I am studding modulus function at college. I don’t understand this part can you explain each of these please?
І x – a І =x - a for x ≥ a and I x- a I = -( x – a ) = a-x for x<a
I x – b I ≤ a ↔ - a ≤ x – b ≤ a
І x – b I ≤ a ↔ - a + b ≤ x ≤ a +b
I am studding modulus function at college. I don’t understand this part can you explain each of these please?
І x – a І =x - a for x ≥ a and I x- a I = -( x – a ) = a-x for x<a
I x – b I ≤ a ↔ - a ≤ x – b ≤ a
І x – b I ≤ a ↔ - a + b ≤ x ≤ a +b
These are basic definitions of the modulus function.
1. Remember that, by definition:
$\displaystyle |x| = x\textrm{ if }x > 0, 0 \textrm{ if }x = 0, -x \textrm{ if }x < 0$.
Now replace $\displaystyle x$ with $\displaystyle x - a$.
What happens to the resulting inequalities?
2. It helps if you think of the modulus function as the "size" of whatever is inside it.
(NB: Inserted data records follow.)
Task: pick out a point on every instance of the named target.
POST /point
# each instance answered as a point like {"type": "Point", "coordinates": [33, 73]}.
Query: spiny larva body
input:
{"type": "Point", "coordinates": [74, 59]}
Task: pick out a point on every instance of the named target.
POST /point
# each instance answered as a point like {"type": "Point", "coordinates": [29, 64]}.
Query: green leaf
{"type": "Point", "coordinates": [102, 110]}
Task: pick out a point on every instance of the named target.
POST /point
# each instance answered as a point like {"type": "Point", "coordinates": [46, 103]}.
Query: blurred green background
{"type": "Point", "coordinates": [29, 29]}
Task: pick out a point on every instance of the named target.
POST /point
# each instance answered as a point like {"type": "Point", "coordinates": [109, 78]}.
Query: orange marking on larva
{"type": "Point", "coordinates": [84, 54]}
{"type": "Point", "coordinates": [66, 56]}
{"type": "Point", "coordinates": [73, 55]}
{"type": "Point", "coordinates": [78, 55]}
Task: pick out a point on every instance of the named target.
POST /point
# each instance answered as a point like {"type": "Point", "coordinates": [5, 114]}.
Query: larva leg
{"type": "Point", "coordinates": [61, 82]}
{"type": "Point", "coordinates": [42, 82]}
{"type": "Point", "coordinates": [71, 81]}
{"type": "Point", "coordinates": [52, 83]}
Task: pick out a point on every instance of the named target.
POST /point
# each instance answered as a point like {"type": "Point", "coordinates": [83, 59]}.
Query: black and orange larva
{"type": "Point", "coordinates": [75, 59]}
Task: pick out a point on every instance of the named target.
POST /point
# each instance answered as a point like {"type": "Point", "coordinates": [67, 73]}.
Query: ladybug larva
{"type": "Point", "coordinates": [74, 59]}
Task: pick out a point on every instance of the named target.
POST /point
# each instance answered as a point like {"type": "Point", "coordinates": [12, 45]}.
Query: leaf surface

So $\displaystyle |x - b| \leq a$ is the same as saying
"the size of $\displaystyle x - b$ is never any more than $\displaystyle a$."
It then follows that
$\displaystyle |x - b| \leq a $ is equivalent to $\displaystyle -a \leq x - b \leq a$.
3. We saw from Q2 that
$\displaystyle |x - b| \leq a$ is the same as
$\displaystyle -a \leq x - b \leq a$.
Now add $\displaystyle b$ to everything in the inequality. What happens?